Francis Joseph Reitz (1841 – 1930) was an American banker, civic leader, and philanthropist in Evansville, Indiana. For more than 50 years, he was a leading figure in the Evansville’s business life, retiring in 1924 as president of National City Bank (known most recently as Integra Bank). Reitz was a director of the bank for more than 40 years and was its president for 31 years. After he retired, he devoted his time to disposing through philanthropy of the vast wealth he had accumulated.

In business circles, he was widely respected for his principled sense of business and high sense of public responsibility in the conduct of business. His obituary cited that Reitz was a gentleman of the “old school” and preferred to avoid public attention.

He attributed his longevity to seldom worrying and keeping regular habits. Reitz claimed to have always slept nine hours each night and, after business hours, forgot business and refused to discuss it at his home.
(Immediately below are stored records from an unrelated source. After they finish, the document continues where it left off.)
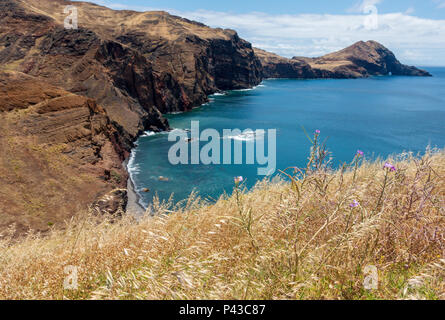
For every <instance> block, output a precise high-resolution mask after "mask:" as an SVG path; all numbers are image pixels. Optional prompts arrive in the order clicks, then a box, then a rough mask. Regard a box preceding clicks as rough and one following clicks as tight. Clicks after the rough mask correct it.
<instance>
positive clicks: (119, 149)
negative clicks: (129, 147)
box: [0, 72, 127, 233]
mask: <svg viewBox="0 0 445 320" xmlns="http://www.w3.org/2000/svg"><path fill="white" fill-rule="evenodd" d="M0 128H1V134H0V148H1V157H0V212H1V219H0V229H1V230H3V229H4V228H6V227H8V226H10V225H11V224H15V226H16V228H17V231H16V232H18V233H22V232H25V231H26V230H27V229H28V228H29V227H33V228H34V229H35V230H38V231H46V230H48V228H50V227H51V225H52V224H59V226H60V224H62V225H63V221H64V220H65V219H67V218H69V217H70V216H72V215H73V214H74V213H76V212H79V211H81V210H85V209H86V208H87V207H88V205H90V204H91V203H92V202H93V201H94V200H95V199H97V198H98V197H100V196H102V195H103V194H106V193H108V192H110V191H112V190H114V189H116V188H121V187H124V186H126V180H127V173H126V171H125V169H124V168H123V166H122V161H123V160H124V159H125V157H126V156H127V150H126V149H125V148H124V147H123V146H122V145H120V144H119V132H118V131H117V130H116V128H115V127H114V126H113V125H112V124H111V122H110V120H109V118H108V116H107V115H106V113H105V111H104V109H103V108H102V107H101V106H99V105H98V104H97V103H96V102H95V100H93V99H90V98H87V97H84V96H79V95H75V94H72V93H70V92H67V91H65V90H63V89H62V88H59V87H55V86H52V85H50V84H48V83H45V82H43V81H41V80H40V79H37V78H34V77H32V76H29V75H25V74H22V73H17V72H0Z"/></svg>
Reitz gave millions of dollars to various charities, churches and educational organizations. According to his obituary, he regarded wealth, power and brains as stewardships, and he felt they should be used for the benefit of all mankind.

His gifts included ample contributions for helping start Reitz Memorial High School, a Catholic institution, and the West Side’s public school also bearing his name, FJ Reitz High School. At the dedication of the Catholic school — founded in 1922 on the city’s east side — Bishop Joseph Chartrand of Indianapolis arrived as the emissary of the pope to bestow on Reitz the title of Commander of the Order of Pius IX. Reitz was the first individual in Indiana and the third individual in the United States to receive the high honor.

Reitz also gave heavily to Evansville’s Little Sisters of the Poor on behalf of his father, John Augustus Reitz, and was a strong supporter of St. Vincent Orphanage in Vincennes. He didn’t confine his generosity to his own Catholic Church, however. He also contributed substantially to the building fund of Evansville College (now the University of Evansville), a Methodist institution. Reitz was a proponent in education for young men, and indicated he regretted not having had the opportunity to obtain more formal education himself.

Mr. Reitz’s home (built by his father John A. Reitz) at the corner of First and Chestnut Streets in Evansville is now the Reitz Home Museum, the state’s only Victorian house museum.